C3′-Deoxygenation of Paromamine Catalyzed by a Radical S-Adenosylmethionine Enzyme: Characterization of the Enzyme AprD4 and Its Reductase Partner AprD3

C3′‐deoxygenation of aminoglycosides results in their decreased susceptibility to phosphorylation thereby increasing their efficacy as antibiotics. However, the biosynthetic mechanism of C3′‐deoxygenation is unknown. To address this issue, aprD4 and aprD3 genes from the apramycin gene cluster in Streptomyces tenebrarius were expressed in E. coli and the resulting gene products were characterized in vitro. AprD4 is shown to be a radical S‐adenosylmethionine (SAM) enzyme, catalyzing homolysis of SAM to 5′‐deoxyadenosine (5′‐dAdo) in the presence of paromamine. [4′‐2H]‐Paromamine was prepared and used to show that its C4′‐H is transferred to 5′‐dAdo by AprD4, during which the substrate is dehydrated to a product consistent with 4′‐oxolividamine.

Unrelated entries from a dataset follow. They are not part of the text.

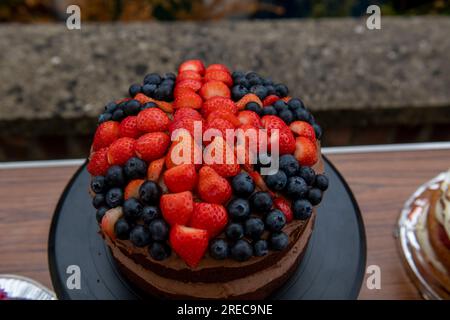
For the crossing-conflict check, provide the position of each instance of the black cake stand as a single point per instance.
(333, 266)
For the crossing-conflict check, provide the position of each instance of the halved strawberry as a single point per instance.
(106, 133)
(152, 145)
(177, 208)
(305, 151)
(98, 162)
(132, 189)
(189, 243)
(154, 169)
(249, 97)
(180, 178)
(214, 88)
(219, 75)
(121, 150)
(152, 120)
(109, 221)
(192, 65)
(303, 129)
(210, 217)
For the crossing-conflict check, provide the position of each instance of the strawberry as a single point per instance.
(192, 84)
(186, 113)
(214, 88)
(303, 129)
(98, 162)
(249, 97)
(217, 66)
(283, 205)
(220, 156)
(189, 243)
(218, 103)
(219, 75)
(152, 120)
(212, 187)
(128, 128)
(225, 115)
(305, 151)
(106, 133)
(210, 217)
(270, 100)
(121, 150)
(109, 221)
(192, 65)
(152, 145)
(180, 178)
(177, 208)
(132, 189)
(154, 169)
(187, 98)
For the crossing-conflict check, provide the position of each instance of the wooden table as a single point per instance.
(381, 182)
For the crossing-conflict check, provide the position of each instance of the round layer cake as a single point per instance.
(205, 182)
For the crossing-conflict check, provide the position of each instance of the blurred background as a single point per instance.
(364, 86)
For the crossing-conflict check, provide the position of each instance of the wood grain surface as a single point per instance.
(381, 182)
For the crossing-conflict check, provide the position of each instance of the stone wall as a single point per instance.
(380, 86)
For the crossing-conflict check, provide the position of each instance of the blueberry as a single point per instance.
(135, 168)
(276, 181)
(132, 209)
(98, 200)
(241, 251)
(279, 241)
(296, 187)
(149, 192)
(114, 197)
(317, 130)
(253, 106)
(118, 115)
(111, 107)
(238, 91)
(234, 231)
(275, 220)
(134, 89)
(261, 202)
(140, 236)
(281, 90)
(159, 230)
(260, 248)
(104, 117)
(259, 90)
(115, 176)
(149, 213)
(289, 165)
(148, 105)
(152, 78)
(238, 209)
(321, 182)
(307, 173)
(243, 184)
(122, 229)
(302, 209)
(314, 196)
(100, 213)
(98, 184)
(219, 249)
(268, 110)
(295, 103)
(254, 228)
(280, 105)
(159, 251)
(287, 116)
(132, 108)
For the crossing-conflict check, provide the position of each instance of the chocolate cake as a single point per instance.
(205, 183)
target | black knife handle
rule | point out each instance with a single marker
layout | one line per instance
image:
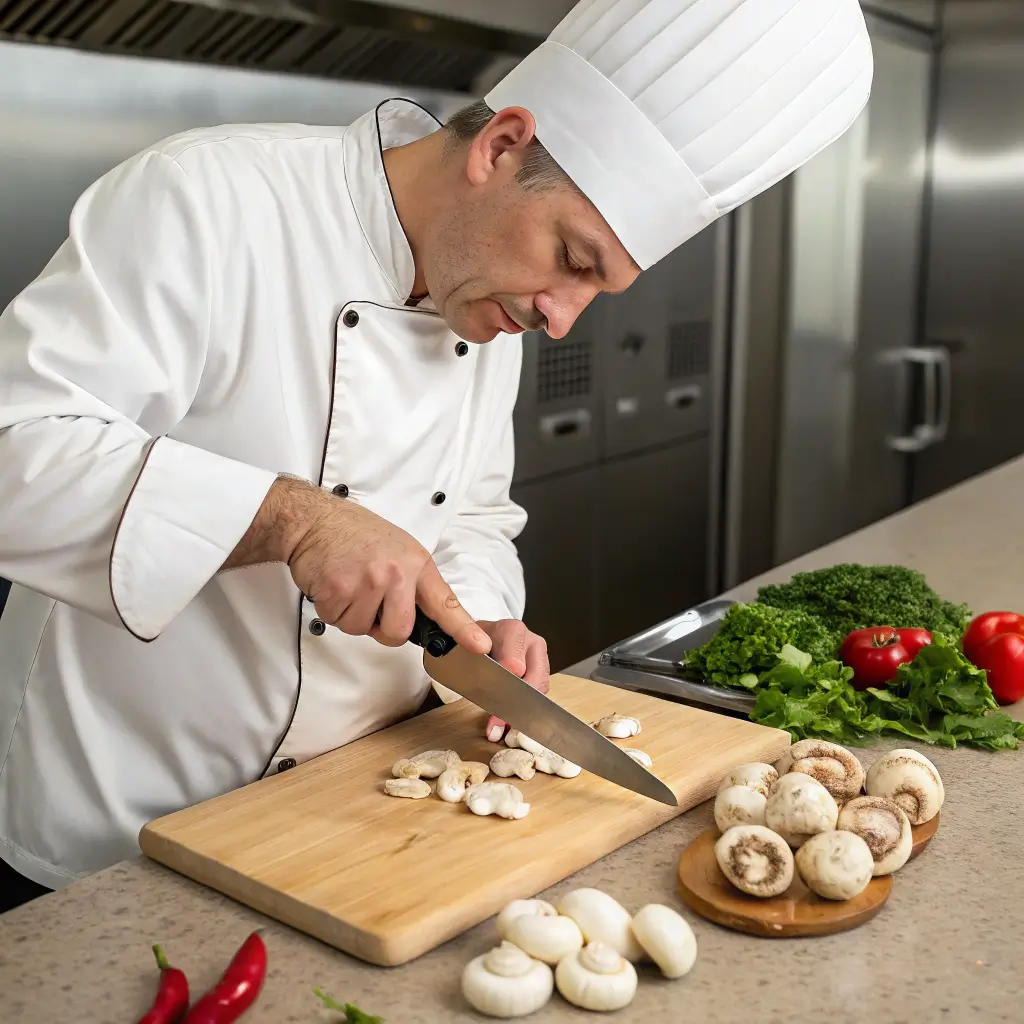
(428, 635)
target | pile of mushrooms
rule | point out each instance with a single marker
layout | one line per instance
(466, 781)
(585, 945)
(846, 825)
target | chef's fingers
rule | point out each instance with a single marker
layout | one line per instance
(439, 603)
(396, 615)
(538, 667)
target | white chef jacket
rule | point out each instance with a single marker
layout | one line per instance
(229, 304)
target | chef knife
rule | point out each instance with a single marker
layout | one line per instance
(487, 684)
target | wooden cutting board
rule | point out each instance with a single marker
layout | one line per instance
(323, 849)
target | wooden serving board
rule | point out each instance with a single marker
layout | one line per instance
(323, 849)
(797, 912)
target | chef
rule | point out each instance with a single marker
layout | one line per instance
(259, 403)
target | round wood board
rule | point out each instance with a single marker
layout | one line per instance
(923, 835)
(797, 912)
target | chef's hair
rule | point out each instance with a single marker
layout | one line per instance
(540, 171)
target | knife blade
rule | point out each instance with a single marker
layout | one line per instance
(487, 684)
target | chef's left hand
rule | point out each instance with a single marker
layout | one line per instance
(519, 650)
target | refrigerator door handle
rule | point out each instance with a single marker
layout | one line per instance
(937, 397)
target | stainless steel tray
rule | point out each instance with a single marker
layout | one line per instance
(652, 662)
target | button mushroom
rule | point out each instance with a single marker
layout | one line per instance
(411, 788)
(497, 798)
(601, 919)
(739, 805)
(507, 763)
(429, 764)
(836, 864)
(755, 774)
(617, 726)
(452, 782)
(667, 938)
(639, 756)
(596, 977)
(507, 982)
(910, 780)
(799, 807)
(834, 766)
(883, 824)
(518, 907)
(547, 761)
(756, 860)
(545, 937)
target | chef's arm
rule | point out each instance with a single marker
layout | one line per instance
(100, 357)
(476, 554)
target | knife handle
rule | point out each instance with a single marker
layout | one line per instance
(428, 635)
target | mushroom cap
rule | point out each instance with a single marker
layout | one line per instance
(834, 766)
(601, 919)
(506, 982)
(739, 805)
(799, 807)
(756, 860)
(910, 780)
(596, 978)
(545, 938)
(836, 864)
(667, 938)
(517, 907)
(754, 774)
(883, 824)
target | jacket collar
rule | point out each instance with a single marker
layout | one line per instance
(393, 122)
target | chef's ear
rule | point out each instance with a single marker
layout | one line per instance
(504, 138)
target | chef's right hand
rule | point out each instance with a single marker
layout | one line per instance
(353, 564)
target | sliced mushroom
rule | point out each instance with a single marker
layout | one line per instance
(836, 864)
(799, 807)
(507, 982)
(507, 763)
(411, 788)
(453, 781)
(754, 774)
(547, 761)
(756, 860)
(596, 977)
(667, 938)
(601, 919)
(883, 824)
(910, 780)
(739, 805)
(429, 764)
(501, 799)
(639, 756)
(834, 766)
(617, 726)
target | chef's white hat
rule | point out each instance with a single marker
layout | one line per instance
(668, 114)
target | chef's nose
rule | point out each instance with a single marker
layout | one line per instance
(560, 311)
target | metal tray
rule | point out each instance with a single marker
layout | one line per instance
(651, 662)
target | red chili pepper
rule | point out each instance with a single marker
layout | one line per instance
(172, 996)
(238, 988)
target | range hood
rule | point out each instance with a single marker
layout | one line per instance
(450, 45)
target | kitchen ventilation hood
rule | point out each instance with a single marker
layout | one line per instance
(450, 45)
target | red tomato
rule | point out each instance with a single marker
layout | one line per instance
(875, 654)
(991, 624)
(1003, 658)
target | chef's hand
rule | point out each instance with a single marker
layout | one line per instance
(351, 564)
(522, 652)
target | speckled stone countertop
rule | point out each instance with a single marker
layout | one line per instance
(947, 946)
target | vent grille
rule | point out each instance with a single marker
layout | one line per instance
(689, 349)
(564, 370)
(357, 42)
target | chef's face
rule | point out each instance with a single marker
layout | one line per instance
(508, 257)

In contrast, paromamine is reduced to a deoxy product when incubated with AprD4/AprD3/NADPH. These results show that AprD4 is the first radical SAM diol‐dehydratase and, along with AprD3, is responsible for 3′‐deoxygenation in aminoglycoside biosynthesis. Enzymes in action: C3′‐deoxygenation of paromamine is catalyzed by two enzymes, a radical S‐adenosylmethionine (SAM) enzyme AprD4 and a NAD(P)H‐dependent dehydrogenase AprD3. AprD4 catalyzes dehydration of the 3,4‐dihydroxy moiety of paromamine and AprD3 reduces the nascent keto intermediate to complete the C3′‐deoxygenation to form lividamine.